- Born: Adrian D. P. Bellamy 1941 or 1942 (age 84–85) Derbyshire, England
- Education: University of South Africa
- Occupation: Businessman
- Title: Chairman, Reckitt Benckiser
- Term: May 2003 - May 2018
- Successor: Christopher A. Sinclair
- Children: 4

= Adrian Bellamy =

British businessman (born 1941/1942)

Adrian D. P. Bellamy (born 1941/1942) is a British businessman. He was the chairman of Reckitt Benckiser from 2003 to 2018.

==Early life==
Adrian Bellamy was born in Derbyshire, England, and raised and educated in Southern Rhodesia (now Zimbabwe). He earned bachelor of commerce and MBA degrees from the University of South Africa.

==Career==
He started his career in finance, and moved on to the retail industry in the 1960s. From 1995 to 2004, he served as chairman of the supervisory board of Gucci. From 2002 to 2008, he served as chairman of The Body Shop. He served as chairman of Reckitt Benckiser from 2003 to 2018. In September 2017, it was announced that Bellamy would stand down as chairman at 2018's AGM, and would be succeeded by Christopher A. Sinclair.
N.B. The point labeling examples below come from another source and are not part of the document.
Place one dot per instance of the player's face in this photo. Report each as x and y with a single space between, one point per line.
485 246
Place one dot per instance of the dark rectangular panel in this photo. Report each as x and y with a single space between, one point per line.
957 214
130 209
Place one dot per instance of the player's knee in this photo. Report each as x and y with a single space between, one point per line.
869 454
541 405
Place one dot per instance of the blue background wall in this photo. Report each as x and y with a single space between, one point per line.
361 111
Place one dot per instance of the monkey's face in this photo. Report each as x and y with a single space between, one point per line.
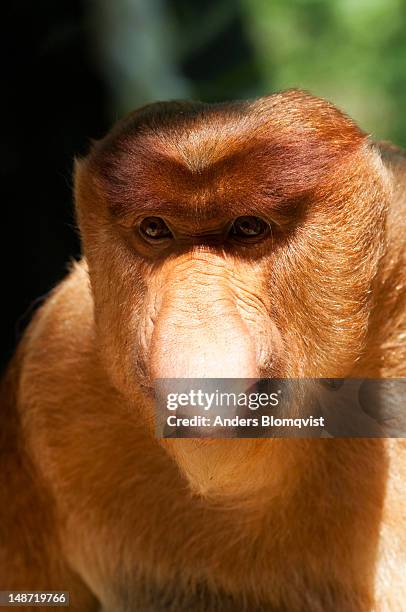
232 241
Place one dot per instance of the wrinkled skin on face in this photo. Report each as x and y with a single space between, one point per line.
293 302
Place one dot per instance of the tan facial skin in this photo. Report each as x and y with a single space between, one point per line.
292 525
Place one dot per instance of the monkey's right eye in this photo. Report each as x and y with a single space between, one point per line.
154 228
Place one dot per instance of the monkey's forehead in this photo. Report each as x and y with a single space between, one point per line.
286 138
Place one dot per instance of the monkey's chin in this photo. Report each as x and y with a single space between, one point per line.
218 469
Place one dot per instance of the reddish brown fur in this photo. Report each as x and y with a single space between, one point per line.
96 505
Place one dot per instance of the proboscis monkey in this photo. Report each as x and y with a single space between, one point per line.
250 239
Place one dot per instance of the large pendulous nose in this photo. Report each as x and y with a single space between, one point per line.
201 336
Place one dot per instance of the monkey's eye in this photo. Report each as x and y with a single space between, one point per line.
154 228
248 227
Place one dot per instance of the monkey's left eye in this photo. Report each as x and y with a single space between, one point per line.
249 227
154 228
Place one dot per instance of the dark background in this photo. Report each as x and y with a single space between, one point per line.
71 68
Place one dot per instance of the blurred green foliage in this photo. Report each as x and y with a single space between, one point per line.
352 52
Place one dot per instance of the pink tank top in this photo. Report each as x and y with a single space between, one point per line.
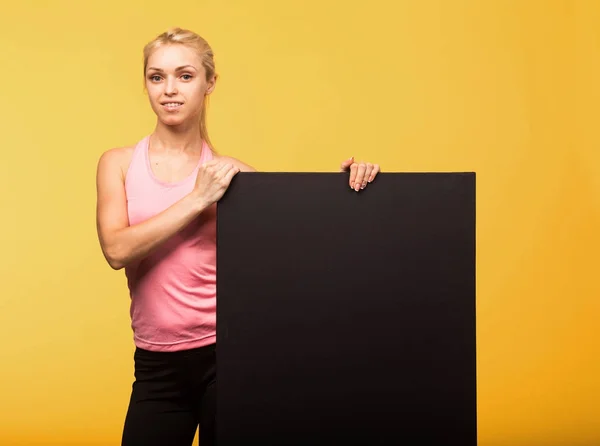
173 290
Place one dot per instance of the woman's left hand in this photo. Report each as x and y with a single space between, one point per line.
360 173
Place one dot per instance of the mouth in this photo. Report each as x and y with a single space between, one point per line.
172 105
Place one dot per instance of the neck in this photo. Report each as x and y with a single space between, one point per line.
177 138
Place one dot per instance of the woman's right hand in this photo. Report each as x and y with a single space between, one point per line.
213 179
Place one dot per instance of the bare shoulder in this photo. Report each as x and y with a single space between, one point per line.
115 160
241 165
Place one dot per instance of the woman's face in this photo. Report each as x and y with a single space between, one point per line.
176 84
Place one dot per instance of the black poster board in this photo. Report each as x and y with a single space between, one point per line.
346 318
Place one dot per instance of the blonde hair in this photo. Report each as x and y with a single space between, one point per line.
179 36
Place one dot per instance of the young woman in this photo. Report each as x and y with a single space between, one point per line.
156 209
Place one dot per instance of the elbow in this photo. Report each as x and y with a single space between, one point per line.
115 264
114 259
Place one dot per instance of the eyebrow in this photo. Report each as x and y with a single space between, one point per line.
176 69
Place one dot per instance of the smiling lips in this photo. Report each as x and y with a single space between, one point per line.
171 106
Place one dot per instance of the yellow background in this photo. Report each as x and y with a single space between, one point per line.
506 88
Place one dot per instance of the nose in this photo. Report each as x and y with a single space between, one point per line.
170 86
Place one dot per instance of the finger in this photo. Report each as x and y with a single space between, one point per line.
346 163
211 163
374 173
360 174
353 170
230 174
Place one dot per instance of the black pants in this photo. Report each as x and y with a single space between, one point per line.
173 394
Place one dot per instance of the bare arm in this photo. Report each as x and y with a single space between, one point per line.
121 243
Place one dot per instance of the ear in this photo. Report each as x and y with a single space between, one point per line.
211 85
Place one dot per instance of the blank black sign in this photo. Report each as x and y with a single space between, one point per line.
346 318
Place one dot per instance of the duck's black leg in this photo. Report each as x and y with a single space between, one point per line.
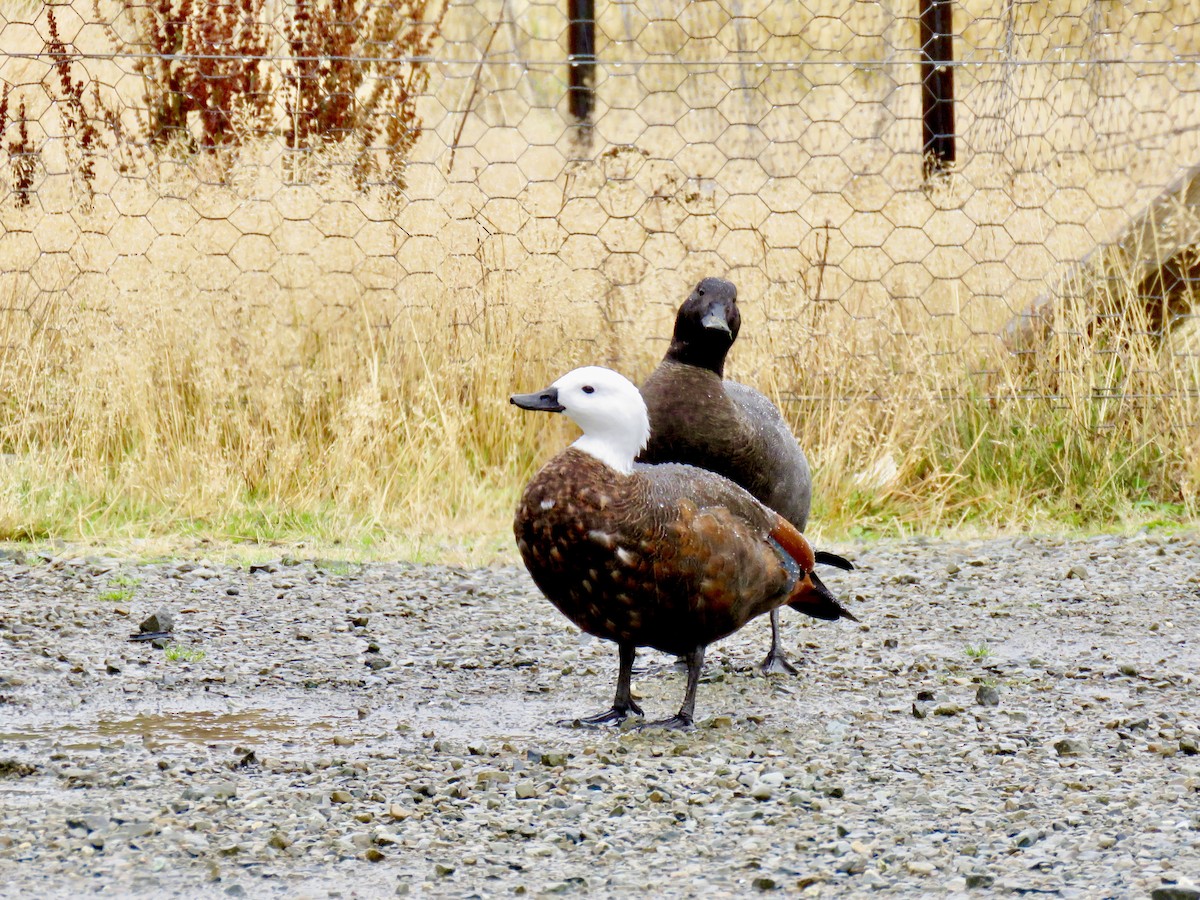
777 661
684 718
623 703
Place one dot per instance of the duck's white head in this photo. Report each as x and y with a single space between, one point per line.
605 405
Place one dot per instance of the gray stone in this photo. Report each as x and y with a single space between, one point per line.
157 621
987 696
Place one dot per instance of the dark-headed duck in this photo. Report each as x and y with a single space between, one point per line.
671 557
700 419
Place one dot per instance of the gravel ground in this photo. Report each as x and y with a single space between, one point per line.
1012 717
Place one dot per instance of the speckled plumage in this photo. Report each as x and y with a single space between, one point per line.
671 557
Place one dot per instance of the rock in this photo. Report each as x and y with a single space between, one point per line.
762 791
161 621
1027 838
1069 747
526 790
852 864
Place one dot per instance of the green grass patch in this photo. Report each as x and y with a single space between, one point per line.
178 653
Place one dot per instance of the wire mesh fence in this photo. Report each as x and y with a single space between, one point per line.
582 165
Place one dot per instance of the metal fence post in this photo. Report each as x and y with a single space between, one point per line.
581 57
937 85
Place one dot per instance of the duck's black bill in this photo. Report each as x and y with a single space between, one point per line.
718 321
545 401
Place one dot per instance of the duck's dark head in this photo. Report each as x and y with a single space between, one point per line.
707 325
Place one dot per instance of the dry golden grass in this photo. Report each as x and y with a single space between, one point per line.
151 421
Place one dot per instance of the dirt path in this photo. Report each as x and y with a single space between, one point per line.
294 760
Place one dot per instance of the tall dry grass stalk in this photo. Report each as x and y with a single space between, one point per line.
153 420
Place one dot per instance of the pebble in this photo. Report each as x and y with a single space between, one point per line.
987 696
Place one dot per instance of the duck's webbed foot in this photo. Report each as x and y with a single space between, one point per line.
623 705
676 723
612 717
777 663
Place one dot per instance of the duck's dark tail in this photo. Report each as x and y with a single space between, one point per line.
823 557
814 599
809 595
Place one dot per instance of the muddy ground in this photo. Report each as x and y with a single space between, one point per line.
1011 717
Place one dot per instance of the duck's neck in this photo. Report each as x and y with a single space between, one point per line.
616 451
699 355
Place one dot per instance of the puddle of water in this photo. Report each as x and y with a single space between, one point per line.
249 726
He formerly served on the board of directors of Starbucks. He sat on the board of directors of Gap Inc. from 1995, Williams-Sonoma, Inc. since 1997, the Robert Mondavi Corporation since 2002, the Labelux Group since 2009, and Total Wine & More.

==Personal life==
Bellamy is married with four children. In 2003, he had homes in London's Belgravia and Carmel, California. He collects Californian landscape paintings and English Regency furniture.